Quanto di originale di Tim e Millie è rimasto dal giorno in cui hanno deciso di condividere le loro vite? Quanto “pesa” l’amore e quanto la paura di separarsi nella decisione di continuare a camminare insieme? Dove comincia, davvero, l’uno e finisce l’altra? Ecco che, allora, il corpo, con le sue mutazioni, diventa terreno di contaminazione, prova “carnale” della tossicità delle relazioni e, al tempo stesso, mitologica convergenza di anime gemelle a cui aspirare o da cui fuggire. Michael Shanks tesse con pazienza (senza rinunciare a qualche improvvisa e traumatica accelerazione negli incubi di Tim) i fili di questa riflessione, conducendo lo spettatore da un quotidiano dramma di coppia a un body horror, anche piuttosto estremo, con un finale quasi perfetto, summa di quella metafora identitaria che attraversa tutto il film.

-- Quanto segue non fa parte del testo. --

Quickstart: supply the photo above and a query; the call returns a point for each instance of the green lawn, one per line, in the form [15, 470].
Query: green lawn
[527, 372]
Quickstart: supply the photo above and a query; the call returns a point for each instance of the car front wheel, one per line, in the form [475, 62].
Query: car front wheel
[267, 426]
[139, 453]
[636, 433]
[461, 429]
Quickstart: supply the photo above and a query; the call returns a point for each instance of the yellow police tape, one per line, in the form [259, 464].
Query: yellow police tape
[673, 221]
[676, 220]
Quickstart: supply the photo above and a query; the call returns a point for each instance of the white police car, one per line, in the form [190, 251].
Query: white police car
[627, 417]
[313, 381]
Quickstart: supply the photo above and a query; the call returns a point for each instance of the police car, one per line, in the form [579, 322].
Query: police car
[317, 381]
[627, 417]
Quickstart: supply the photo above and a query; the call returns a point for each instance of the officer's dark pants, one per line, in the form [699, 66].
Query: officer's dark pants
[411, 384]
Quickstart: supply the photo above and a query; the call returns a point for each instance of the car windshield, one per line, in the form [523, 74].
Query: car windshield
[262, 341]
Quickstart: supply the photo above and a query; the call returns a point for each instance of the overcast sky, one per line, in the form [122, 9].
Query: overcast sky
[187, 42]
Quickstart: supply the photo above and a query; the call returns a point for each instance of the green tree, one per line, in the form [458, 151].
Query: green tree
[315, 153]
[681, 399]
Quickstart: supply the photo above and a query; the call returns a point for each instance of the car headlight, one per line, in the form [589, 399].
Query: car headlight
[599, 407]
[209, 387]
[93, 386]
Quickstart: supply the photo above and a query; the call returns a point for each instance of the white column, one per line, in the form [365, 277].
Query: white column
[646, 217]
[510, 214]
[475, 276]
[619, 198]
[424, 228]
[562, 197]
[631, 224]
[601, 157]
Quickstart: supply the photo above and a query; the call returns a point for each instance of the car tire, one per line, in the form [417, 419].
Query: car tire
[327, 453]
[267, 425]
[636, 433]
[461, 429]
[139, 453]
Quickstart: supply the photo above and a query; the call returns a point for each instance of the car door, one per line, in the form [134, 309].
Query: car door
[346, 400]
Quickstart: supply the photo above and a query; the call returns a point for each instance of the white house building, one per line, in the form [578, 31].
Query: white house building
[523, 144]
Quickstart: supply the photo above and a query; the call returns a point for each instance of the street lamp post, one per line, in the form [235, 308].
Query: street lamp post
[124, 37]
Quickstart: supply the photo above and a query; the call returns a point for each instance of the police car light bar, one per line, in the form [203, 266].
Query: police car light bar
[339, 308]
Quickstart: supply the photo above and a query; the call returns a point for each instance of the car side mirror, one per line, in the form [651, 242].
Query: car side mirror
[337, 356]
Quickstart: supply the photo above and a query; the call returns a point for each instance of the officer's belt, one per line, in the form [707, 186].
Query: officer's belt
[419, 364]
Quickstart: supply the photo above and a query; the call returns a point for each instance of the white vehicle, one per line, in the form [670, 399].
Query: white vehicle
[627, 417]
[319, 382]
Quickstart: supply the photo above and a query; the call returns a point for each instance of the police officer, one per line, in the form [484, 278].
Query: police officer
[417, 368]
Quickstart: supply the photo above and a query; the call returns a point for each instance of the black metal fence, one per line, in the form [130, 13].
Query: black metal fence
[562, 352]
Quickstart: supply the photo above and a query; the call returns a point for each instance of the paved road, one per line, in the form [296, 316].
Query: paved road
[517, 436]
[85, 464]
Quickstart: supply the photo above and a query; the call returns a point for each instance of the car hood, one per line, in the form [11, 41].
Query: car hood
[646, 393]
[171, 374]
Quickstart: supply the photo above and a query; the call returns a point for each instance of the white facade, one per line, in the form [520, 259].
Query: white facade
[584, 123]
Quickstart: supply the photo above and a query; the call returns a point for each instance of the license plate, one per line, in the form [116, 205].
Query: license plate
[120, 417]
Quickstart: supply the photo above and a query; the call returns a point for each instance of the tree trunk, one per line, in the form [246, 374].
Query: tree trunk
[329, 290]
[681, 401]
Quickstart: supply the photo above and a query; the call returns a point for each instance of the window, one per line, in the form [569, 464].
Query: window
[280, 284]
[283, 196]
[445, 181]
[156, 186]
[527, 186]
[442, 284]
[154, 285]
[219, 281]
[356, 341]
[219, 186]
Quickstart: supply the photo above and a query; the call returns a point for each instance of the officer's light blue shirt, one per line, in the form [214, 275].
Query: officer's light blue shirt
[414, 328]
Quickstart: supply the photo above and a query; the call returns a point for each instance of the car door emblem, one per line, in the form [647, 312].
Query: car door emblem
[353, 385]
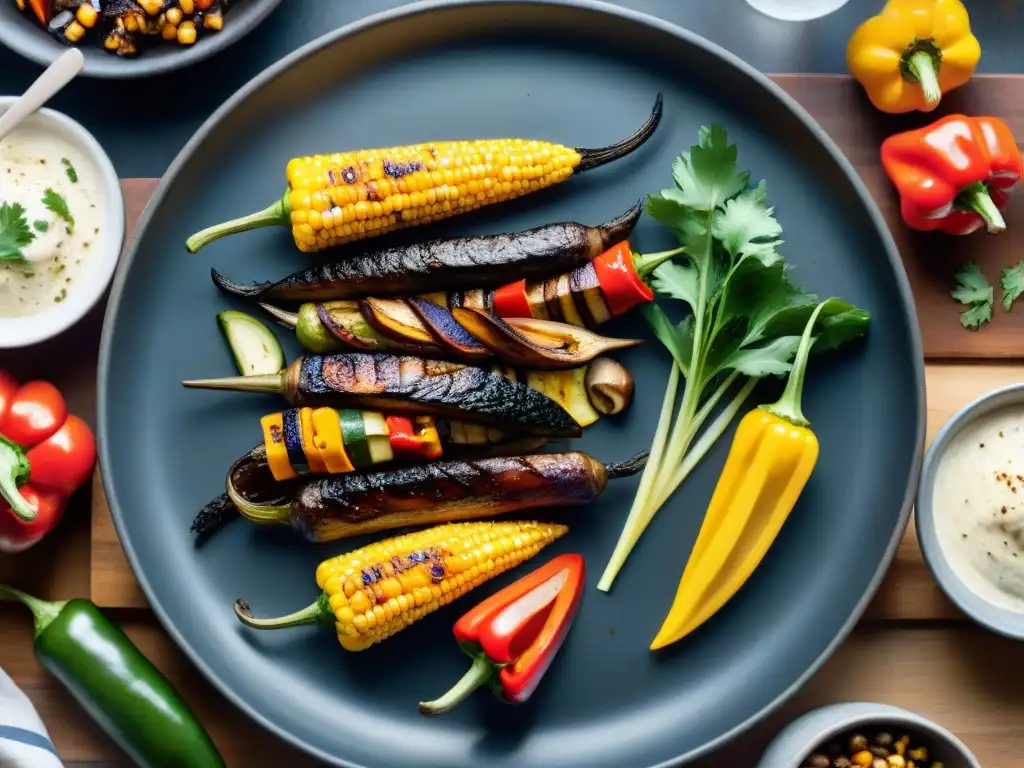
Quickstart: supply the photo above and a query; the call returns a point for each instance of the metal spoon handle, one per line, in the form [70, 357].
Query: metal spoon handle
[56, 76]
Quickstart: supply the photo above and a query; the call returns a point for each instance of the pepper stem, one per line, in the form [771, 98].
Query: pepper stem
[923, 68]
[976, 198]
[14, 471]
[261, 514]
[317, 612]
[646, 263]
[787, 407]
[42, 611]
[476, 676]
[279, 214]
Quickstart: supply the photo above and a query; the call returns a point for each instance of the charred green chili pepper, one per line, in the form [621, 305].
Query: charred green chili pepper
[117, 685]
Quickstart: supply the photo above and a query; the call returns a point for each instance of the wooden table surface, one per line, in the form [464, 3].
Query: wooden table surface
[912, 648]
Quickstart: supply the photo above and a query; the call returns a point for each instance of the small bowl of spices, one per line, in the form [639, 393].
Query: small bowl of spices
[970, 510]
[865, 735]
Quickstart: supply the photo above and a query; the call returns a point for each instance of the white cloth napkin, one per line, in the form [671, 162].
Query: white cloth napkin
[24, 740]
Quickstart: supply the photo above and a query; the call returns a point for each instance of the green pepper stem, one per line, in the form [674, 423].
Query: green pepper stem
[42, 611]
[261, 514]
[317, 612]
[13, 472]
[922, 67]
[477, 675]
[279, 214]
[269, 383]
[646, 263]
[976, 198]
[787, 407]
[288, 320]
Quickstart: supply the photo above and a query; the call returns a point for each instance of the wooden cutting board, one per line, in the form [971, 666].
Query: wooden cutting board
[930, 260]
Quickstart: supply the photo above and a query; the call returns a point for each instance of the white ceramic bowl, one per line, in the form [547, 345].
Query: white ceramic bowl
[92, 282]
[808, 733]
[999, 620]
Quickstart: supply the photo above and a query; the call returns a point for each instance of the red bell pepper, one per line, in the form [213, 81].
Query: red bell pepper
[513, 636]
[955, 174]
[45, 455]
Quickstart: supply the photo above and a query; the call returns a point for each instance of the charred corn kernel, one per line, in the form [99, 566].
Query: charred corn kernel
[213, 20]
[86, 15]
[74, 32]
[424, 558]
[186, 33]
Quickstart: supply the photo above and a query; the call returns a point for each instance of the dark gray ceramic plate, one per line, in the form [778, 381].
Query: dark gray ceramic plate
[22, 34]
[580, 74]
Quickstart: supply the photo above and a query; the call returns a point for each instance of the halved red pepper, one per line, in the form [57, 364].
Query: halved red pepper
[513, 636]
[45, 455]
[955, 174]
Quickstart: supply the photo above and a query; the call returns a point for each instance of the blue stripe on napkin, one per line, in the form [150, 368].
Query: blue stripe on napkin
[25, 736]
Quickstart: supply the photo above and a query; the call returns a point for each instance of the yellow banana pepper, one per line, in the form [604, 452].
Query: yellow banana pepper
[912, 52]
[771, 459]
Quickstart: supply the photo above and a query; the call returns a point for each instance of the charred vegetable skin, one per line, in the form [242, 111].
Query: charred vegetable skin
[121, 26]
[453, 264]
[404, 385]
[324, 509]
[379, 590]
[337, 199]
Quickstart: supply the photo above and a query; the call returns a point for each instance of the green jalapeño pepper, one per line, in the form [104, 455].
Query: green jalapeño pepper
[117, 685]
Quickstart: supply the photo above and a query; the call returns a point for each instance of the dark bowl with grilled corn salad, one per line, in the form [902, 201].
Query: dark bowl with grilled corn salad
[128, 38]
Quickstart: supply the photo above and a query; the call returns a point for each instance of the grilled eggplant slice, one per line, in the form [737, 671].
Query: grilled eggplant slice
[406, 384]
[453, 264]
[334, 507]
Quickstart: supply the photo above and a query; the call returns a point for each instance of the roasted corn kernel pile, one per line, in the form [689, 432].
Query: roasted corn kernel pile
[121, 27]
[884, 751]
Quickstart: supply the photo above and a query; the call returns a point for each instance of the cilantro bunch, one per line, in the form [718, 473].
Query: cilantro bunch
[743, 323]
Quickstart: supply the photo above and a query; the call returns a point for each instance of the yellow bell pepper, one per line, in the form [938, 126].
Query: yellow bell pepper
[771, 459]
[912, 52]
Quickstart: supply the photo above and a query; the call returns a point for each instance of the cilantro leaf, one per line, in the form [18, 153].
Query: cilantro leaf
[1012, 281]
[14, 232]
[748, 226]
[975, 292]
[772, 358]
[707, 175]
[58, 205]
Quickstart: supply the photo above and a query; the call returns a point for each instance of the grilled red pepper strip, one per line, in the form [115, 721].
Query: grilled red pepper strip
[420, 440]
[45, 455]
[513, 636]
[955, 174]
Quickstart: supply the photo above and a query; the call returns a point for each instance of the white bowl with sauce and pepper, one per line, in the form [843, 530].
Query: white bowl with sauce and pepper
[970, 510]
[61, 226]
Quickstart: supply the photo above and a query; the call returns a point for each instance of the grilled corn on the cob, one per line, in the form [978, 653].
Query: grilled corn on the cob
[378, 590]
[337, 199]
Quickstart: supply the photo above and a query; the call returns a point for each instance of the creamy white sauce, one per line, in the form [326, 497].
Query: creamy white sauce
[32, 162]
[979, 506]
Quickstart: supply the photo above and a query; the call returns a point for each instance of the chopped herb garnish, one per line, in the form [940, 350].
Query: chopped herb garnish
[975, 292]
[70, 170]
[58, 205]
[14, 232]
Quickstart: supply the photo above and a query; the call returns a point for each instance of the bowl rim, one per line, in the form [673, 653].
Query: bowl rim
[16, 333]
[28, 46]
[984, 612]
[853, 714]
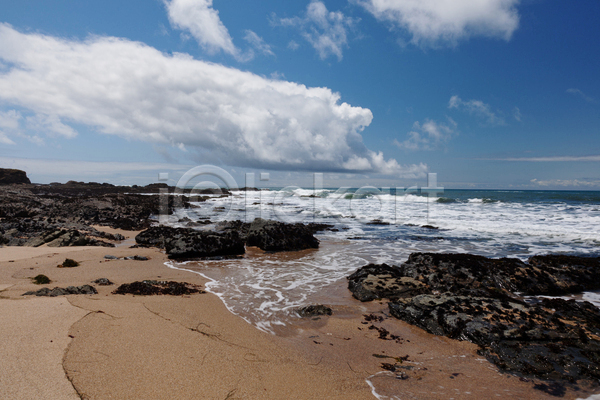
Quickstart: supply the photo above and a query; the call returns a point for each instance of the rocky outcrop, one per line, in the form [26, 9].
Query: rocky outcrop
[278, 236]
[314, 311]
[543, 275]
[85, 289]
[555, 340]
[76, 205]
[380, 281]
[149, 288]
[189, 243]
[474, 298]
[229, 237]
[13, 176]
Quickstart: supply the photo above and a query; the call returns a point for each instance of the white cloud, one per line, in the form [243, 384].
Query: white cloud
[202, 21]
[579, 93]
[258, 43]
[429, 135]
[517, 114]
[435, 22]
[476, 107]
[49, 170]
[50, 124]
[132, 90]
[325, 30]
[9, 124]
[574, 183]
[551, 159]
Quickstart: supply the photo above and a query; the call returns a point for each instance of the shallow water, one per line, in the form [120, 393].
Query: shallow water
[378, 227]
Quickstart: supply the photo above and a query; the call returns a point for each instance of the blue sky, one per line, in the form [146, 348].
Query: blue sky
[486, 93]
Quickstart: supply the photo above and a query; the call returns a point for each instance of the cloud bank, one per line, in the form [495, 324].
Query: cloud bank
[129, 89]
[480, 109]
[202, 21]
[436, 22]
[325, 30]
[429, 135]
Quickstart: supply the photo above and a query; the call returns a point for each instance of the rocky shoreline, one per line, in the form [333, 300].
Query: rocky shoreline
[474, 298]
[459, 296]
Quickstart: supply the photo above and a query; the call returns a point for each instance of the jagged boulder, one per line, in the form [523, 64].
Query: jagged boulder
[278, 236]
[379, 281]
[556, 340]
[12, 176]
[189, 243]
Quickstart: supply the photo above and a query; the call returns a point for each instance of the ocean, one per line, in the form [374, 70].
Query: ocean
[383, 226]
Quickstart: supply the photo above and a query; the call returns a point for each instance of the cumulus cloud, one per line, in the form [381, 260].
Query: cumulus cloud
[574, 183]
[579, 93]
[551, 159]
[129, 89]
[325, 30]
[517, 114]
[429, 135]
[258, 43]
[201, 20]
[435, 22]
[478, 108]
[9, 124]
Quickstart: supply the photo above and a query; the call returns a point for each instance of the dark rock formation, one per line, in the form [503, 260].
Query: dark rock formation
[552, 340]
[189, 243]
[85, 289]
[474, 298]
[148, 288]
[382, 281]
[314, 311]
[544, 275]
[278, 236]
[69, 263]
[103, 282]
[41, 280]
[13, 176]
[558, 274]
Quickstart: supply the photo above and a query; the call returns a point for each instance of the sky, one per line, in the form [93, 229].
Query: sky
[488, 94]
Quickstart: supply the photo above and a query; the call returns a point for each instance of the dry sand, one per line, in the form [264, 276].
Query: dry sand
[109, 346]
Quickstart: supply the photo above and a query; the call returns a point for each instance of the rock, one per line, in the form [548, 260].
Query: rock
[103, 282]
[85, 289]
[382, 281]
[555, 340]
[137, 258]
[155, 236]
[148, 288]
[72, 238]
[189, 243]
[468, 297]
[13, 176]
[277, 236]
[314, 310]
[41, 280]
[561, 274]
[69, 263]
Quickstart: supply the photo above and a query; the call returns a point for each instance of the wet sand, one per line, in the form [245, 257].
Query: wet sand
[109, 346]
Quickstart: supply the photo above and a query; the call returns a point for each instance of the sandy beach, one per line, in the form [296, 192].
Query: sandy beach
[108, 346]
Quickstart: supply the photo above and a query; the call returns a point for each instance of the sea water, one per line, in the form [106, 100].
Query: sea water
[384, 226]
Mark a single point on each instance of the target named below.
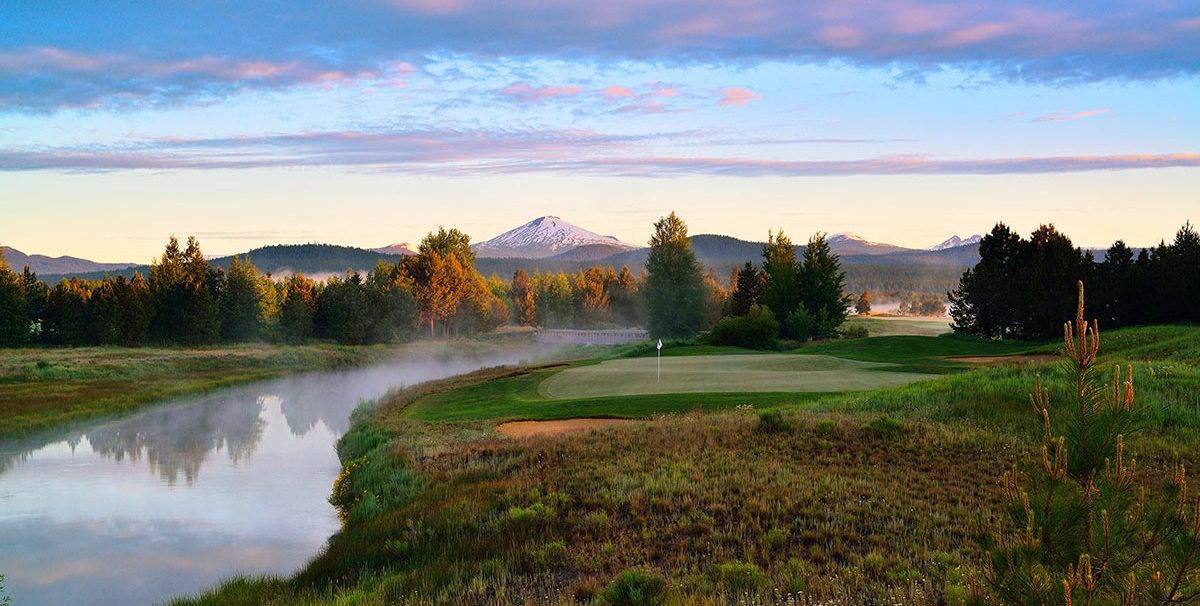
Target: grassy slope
(861, 498)
(42, 388)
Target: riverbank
(863, 497)
(43, 388)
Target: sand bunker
(531, 429)
(1007, 359)
(723, 373)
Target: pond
(179, 496)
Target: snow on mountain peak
(955, 241)
(544, 237)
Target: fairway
(723, 373)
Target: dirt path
(531, 429)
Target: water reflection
(174, 498)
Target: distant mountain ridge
(541, 238)
(43, 264)
(955, 241)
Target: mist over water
(177, 497)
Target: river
(179, 496)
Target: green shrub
(759, 329)
(772, 421)
(887, 427)
(741, 577)
(856, 333)
(635, 588)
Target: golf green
(723, 373)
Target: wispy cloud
(737, 96)
(1057, 117)
(484, 151)
(231, 47)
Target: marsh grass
(864, 498)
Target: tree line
(185, 300)
(786, 297)
(1023, 287)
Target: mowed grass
(895, 325)
(721, 373)
(861, 498)
(42, 388)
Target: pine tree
(781, 270)
(748, 286)
(675, 283)
(298, 309)
(240, 306)
(1085, 527)
(15, 317)
(863, 305)
(523, 299)
(823, 288)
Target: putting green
(723, 373)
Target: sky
(367, 123)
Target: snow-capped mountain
(397, 249)
(954, 241)
(847, 243)
(544, 237)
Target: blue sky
(373, 121)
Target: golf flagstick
(660, 360)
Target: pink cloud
(737, 96)
(975, 35)
(1065, 115)
(526, 93)
(618, 91)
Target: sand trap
(531, 429)
(1008, 359)
(723, 373)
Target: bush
(856, 333)
(887, 427)
(741, 577)
(759, 329)
(635, 588)
(772, 423)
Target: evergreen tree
(394, 309)
(241, 303)
(342, 310)
(298, 310)
(1115, 282)
(675, 283)
(105, 313)
(863, 304)
(137, 310)
(823, 288)
(748, 289)
(35, 301)
(781, 270)
(66, 313)
(1085, 526)
(15, 317)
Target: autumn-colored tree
(66, 313)
(15, 317)
(523, 299)
(676, 295)
(747, 292)
(781, 271)
(298, 309)
(241, 303)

Si perdona anche qualche ingenuità di scrittura (in particolare, il riferimento al mito dell’androgino raccontato da Aristofane nel “Simposio” di Platone poteva rimanere una suggestione senza eccedere in ulteriori spiegazioni). “Together” resta uno di quegli horror preziosi e intelligenti che il nostro sistema produttivo farebbe bene a coltivare, invece di liquidarli come generi “minori”. (Marco Contino)

Voto: 7

***

L’attachment- La tenerezza

Regia: Carine Tardieu

Cast: Pio Marmaï, Valeria Bruni Tedeschi, Vimala Pons, Raphael Quenard, César Botti

Durata: 106’

Il film "L'attachement"
Il film "L'attachement"

 

“L’attachment”, l’attaccamento, che in italiano è stato co-tradotto con “La tenerezza” è una storia di affetti incrociati, tratta dal romanzo "L'intimité" di Alice Ferney, un film di delicati sentimenti spesso inespressi o mal indirizzati da una coralità di protagonisti non riconducibili a vite borghesi, poggiate su schemi consolidati di famiglie strutturate. Una in realtà ci sarebbe, quella di Cécile e Alex (Pio Marmaï), che si rompe già all’inizio del film quando la donna, incinta, muore di parto e lascia al marito il figlio Elliott di cinque anni, di un precedente compagno (Raphaël Quenard), e la neonata Lucille.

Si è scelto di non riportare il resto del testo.